Хейз посмотрел на собаку. У него возникла шальная мысль. Он побежал назад в здание участка, одним махом проскочил лестницу и влетел в комнату своего отдела.
– Собака! – запыхавшись, выпалил он. – Что, если это собака?!
– А? – спросил Бернс. – Вы вернули детей?
– Да, но это может быть собака!
– Какая собака? О чем ты?
– Леди! Леди!
Сразу заговорил Карелла.
– Возможно, он прав, Пит. Как ты думаешь, сколько в нашем участке собак по кличке Леди?
– Не знаю, – сказал Бернс. – Вы думаете, этот негодяй, написавший письмо?..
– Не исключено.
– Ладно. Садись на телефон. Мейер! Мейер!
– Да, Пит?
– Запиши имена этих детей. Господи, это же сумасшедший дом!
И Бернс исчез в своем кабинете.
Позвонив в бюро регистрации собак, Карелла выяснил, что по их участку зарегистрирована тридцать одна Леди. Сколько собак с той же кличкой остались неучтенными, можно было только догадываться.
Он доложил об этом Бернсу.
Бернс ответил, что если человеку приспичило убить какую-то суку по кличке Леди, это его личное дело, и он, Бернс, не собирается ставить свой отдел на уши и гоняться за каждой шавкой на участке. В любом случае, если убийство собаки и произойдет, они об этом узнают и тогда, возможно, попытаются найти этого собаконенавистника.
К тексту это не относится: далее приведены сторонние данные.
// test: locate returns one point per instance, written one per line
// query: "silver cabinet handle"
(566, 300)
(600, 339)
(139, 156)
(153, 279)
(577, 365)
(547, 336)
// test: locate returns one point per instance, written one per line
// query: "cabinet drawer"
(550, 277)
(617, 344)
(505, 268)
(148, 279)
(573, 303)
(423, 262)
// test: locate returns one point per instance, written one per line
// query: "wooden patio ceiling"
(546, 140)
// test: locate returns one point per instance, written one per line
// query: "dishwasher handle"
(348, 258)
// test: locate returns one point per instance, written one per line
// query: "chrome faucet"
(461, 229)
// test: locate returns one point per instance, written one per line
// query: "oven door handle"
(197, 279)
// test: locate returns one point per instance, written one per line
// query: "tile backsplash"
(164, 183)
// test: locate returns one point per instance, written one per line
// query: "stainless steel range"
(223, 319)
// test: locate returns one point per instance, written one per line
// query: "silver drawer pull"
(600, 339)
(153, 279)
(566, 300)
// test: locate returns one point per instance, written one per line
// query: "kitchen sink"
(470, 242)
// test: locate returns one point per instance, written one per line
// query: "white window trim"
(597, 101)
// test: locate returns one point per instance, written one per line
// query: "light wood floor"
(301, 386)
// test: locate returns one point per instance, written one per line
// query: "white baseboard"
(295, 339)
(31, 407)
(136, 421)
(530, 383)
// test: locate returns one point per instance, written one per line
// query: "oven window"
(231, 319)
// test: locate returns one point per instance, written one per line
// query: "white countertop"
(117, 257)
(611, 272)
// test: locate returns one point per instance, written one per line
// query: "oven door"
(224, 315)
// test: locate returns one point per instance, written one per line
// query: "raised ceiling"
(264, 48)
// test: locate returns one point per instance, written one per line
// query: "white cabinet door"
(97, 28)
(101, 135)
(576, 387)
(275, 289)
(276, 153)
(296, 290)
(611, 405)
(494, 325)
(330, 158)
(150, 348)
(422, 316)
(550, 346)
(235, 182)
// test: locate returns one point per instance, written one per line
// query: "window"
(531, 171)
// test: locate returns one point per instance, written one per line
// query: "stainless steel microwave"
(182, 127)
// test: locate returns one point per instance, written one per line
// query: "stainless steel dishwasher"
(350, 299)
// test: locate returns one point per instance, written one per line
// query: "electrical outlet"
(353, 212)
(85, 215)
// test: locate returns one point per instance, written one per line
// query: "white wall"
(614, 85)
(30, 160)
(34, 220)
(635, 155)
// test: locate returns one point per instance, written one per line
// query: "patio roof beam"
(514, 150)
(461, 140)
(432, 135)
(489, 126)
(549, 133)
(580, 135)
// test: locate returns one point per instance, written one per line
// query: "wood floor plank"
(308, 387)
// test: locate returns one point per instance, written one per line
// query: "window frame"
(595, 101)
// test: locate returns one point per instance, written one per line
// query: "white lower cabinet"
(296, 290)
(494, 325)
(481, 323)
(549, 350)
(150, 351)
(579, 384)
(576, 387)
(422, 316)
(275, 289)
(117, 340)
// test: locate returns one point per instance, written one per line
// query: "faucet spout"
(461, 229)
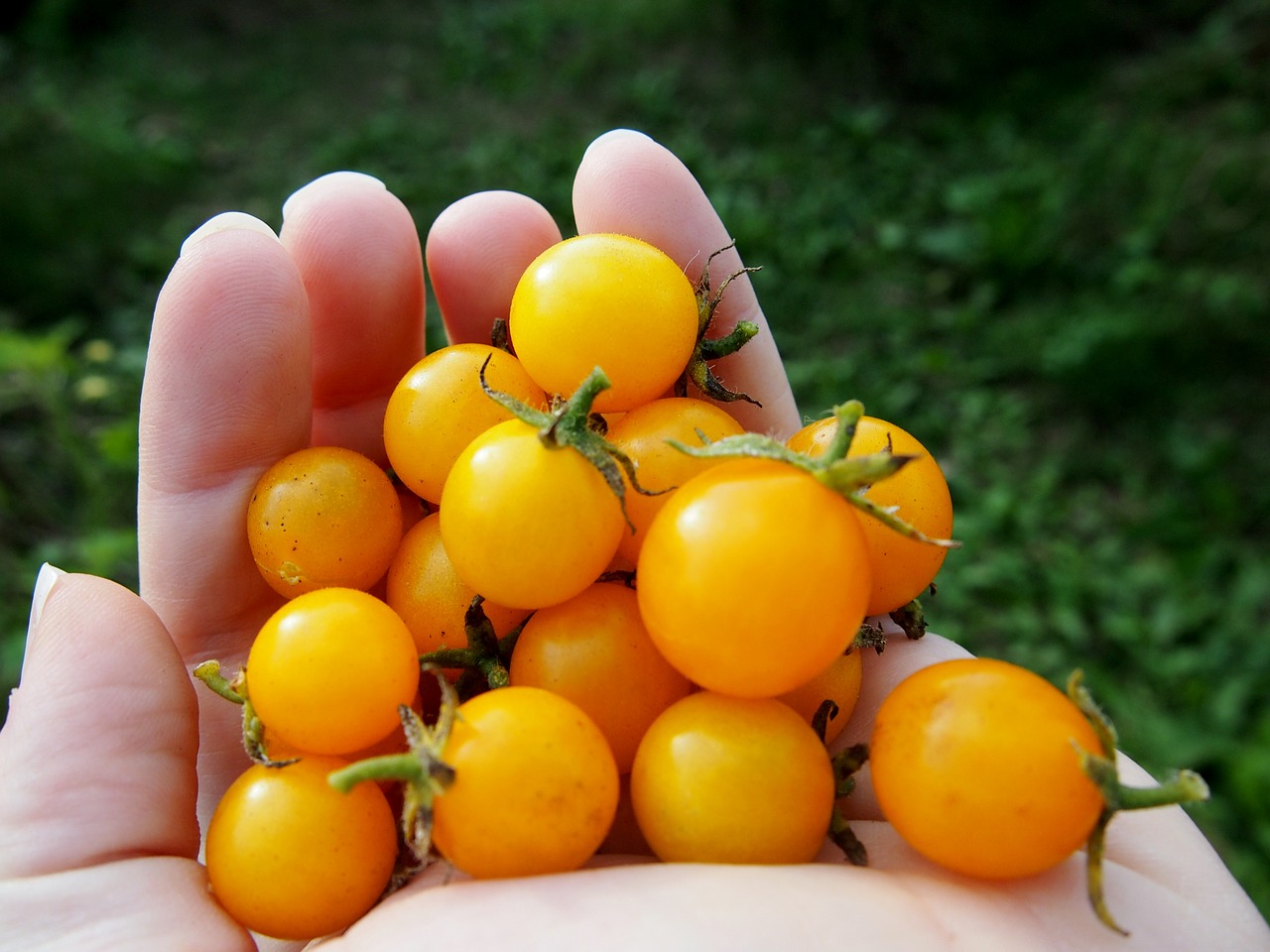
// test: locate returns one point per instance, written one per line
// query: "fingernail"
(45, 581)
(327, 179)
(225, 221)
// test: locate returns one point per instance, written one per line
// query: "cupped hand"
(263, 344)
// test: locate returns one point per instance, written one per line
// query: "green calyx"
(422, 772)
(571, 424)
(712, 348)
(847, 476)
(234, 689)
(1183, 787)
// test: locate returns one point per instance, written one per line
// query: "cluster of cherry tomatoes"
(644, 619)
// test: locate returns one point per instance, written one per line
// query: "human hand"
(261, 347)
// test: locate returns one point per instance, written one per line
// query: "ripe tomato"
(594, 652)
(291, 857)
(439, 408)
(329, 669)
(527, 526)
(321, 517)
(535, 785)
(722, 779)
(426, 590)
(642, 434)
(838, 683)
(902, 567)
(974, 763)
(610, 301)
(753, 578)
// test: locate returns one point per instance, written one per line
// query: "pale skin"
(261, 345)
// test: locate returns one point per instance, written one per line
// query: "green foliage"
(1034, 238)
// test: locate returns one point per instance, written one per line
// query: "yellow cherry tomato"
(974, 762)
(291, 857)
(535, 785)
(322, 517)
(902, 567)
(527, 526)
(439, 408)
(607, 301)
(721, 779)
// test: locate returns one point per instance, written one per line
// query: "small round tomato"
(291, 857)
(753, 578)
(426, 590)
(439, 408)
(594, 652)
(838, 683)
(327, 671)
(643, 433)
(607, 301)
(527, 526)
(321, 517)
(902, 567)
(721, 779)
(974, 762)
(535, 785)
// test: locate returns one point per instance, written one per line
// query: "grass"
(1048, 266)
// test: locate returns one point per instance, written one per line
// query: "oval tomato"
(974, 763)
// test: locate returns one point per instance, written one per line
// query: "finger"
(476, 250)
(226, 394)
(98, 749)
(627, 182)
(357, 250)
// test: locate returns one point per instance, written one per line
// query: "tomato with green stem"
(902, 567)
(722, 779)
(432, 599)
(976, 763)
(293, 858)
(322, 517)
(594, 652)
(611, 301)
(753, 578)
(535, 785)
(329, 669)
(643, 434)
(439, 408)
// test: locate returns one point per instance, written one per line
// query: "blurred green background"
(1038, 239)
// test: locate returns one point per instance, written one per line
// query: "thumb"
(98, 751)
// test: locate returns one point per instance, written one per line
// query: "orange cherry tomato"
(902, 567)
(721, 779)
(291, 857)
(753, 578)
(974, 763)
(594, 652)
(535, 785)
(322, 517)
(426, 590)
(527, 526)
(838, 683)
(439, 408)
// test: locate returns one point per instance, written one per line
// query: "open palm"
(262, 347)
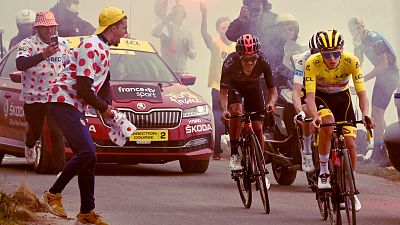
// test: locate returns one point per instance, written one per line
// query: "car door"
(12, 118)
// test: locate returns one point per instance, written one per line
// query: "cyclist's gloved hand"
(315, 124)
(226, 115)
(270, 108)
(299, 118)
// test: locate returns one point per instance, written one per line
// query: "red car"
(173, 122)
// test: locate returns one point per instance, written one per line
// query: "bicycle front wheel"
(243, 180)
(260, 172)
(348, 189)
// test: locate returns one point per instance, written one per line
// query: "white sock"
(307, 145)
(323, 162)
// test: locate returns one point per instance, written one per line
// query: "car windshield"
(128, 65)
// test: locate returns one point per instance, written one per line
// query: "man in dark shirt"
(241, 78)
(381, 54)
(25, 19)
(70, 24)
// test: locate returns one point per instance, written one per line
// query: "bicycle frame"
(253, 164)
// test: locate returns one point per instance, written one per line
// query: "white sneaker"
(30, 155)
(267, 183)
(234, 163)
(357, 203)
(307, 165)
(324, 181)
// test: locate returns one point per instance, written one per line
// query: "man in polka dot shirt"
(85, 81)
(40, 61)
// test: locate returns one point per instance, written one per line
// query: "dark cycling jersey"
(245, 87)
(233, 75)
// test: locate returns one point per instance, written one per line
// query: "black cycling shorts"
(251, 97)
(338, 103)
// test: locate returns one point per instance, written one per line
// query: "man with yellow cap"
(85, 81)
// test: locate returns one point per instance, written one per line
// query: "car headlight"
(91, 112)
(201, 111)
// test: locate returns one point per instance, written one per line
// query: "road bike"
(343, 187)
(253, 163)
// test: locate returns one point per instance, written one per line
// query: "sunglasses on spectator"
(249, 59)
(328, 55)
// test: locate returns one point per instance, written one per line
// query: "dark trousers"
(35, 115)
(219, 127)
(83, 162)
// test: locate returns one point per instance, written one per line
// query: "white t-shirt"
(36, 80)
(299, 61)
(90, 59)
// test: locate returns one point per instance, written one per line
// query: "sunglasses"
(328, 55)
(249, 59)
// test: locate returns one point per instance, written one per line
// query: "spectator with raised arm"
(219, 47)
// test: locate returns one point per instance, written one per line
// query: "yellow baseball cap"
(109, 16)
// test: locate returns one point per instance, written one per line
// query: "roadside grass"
(19, 208)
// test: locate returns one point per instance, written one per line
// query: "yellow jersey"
(319, 77)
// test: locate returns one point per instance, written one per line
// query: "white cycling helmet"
(26, 16)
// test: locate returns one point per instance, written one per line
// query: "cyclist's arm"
(223, 99)
(296, 98)
(310, 86)
(363, 103)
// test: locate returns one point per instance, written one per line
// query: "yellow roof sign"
(125, 44)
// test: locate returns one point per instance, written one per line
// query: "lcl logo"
(141, 106)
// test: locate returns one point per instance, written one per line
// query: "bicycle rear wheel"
(260, 171)
(348, 189)
(243, 180)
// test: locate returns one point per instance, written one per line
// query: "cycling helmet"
(248, 44)
(25, 16)
(330, 40)
(313, 43)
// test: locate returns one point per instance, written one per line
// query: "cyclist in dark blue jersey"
(240, 90)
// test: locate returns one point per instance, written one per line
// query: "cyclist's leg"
(325, 137)
(235, 108)
(254, 102)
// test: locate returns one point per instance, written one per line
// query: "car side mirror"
(188, 79)
(16, 76)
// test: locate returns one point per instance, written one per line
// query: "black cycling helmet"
(313, 43)
(248, 44)
(330, 40)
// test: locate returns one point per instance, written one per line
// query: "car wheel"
(43, 164)
(194, 166)
(1, 157)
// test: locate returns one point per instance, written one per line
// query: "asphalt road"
(162, 195)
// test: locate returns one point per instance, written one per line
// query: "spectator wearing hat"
(85, 81)
(220, 47)
(25, 19)
(40, 62)
(381, 54)
(66, 13)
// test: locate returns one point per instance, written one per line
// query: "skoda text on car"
(173, 122)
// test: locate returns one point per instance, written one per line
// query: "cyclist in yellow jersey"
(328, 99)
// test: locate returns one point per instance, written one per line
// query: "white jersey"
(299, 62)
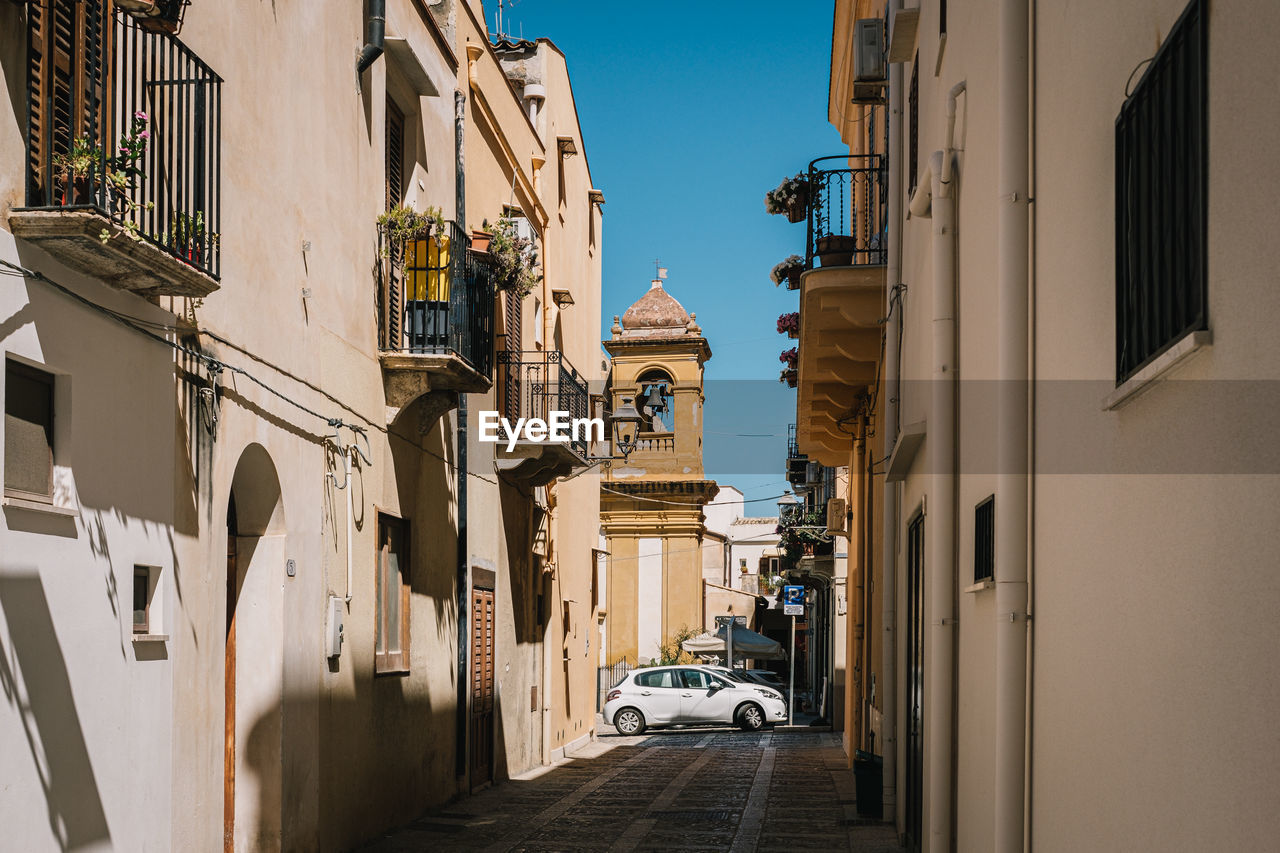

А пока он предлагает, чтобы Хейз позвонил в «Истерн шиппинг» и узнал, продается ли бумага, на которой выклеено письмо, в каких-либо магазинах их участка.
– И закройте эту чертову дверь! – крикнул он вдогонку Карелле.
Солнце неумолимо ползло вверх по небосклону и уже почти достигло зенита, его лучи прожигали асфальт и бетон, над тротуарами струился жар.
В парке не было ни ветерка.
Человек с биноклем сидел на самом верху огромного камня, но там было ничуть не прохладней, чем на петлявших по парку дорожках. На человеке были синие габардиновые брюки и спортивная сетчатая рубашка. Он сидел, по-турецки скрестив ноги, уперев локти в колени, и разглядывал в бинокль здание полицейского участка на другой стороне улицы.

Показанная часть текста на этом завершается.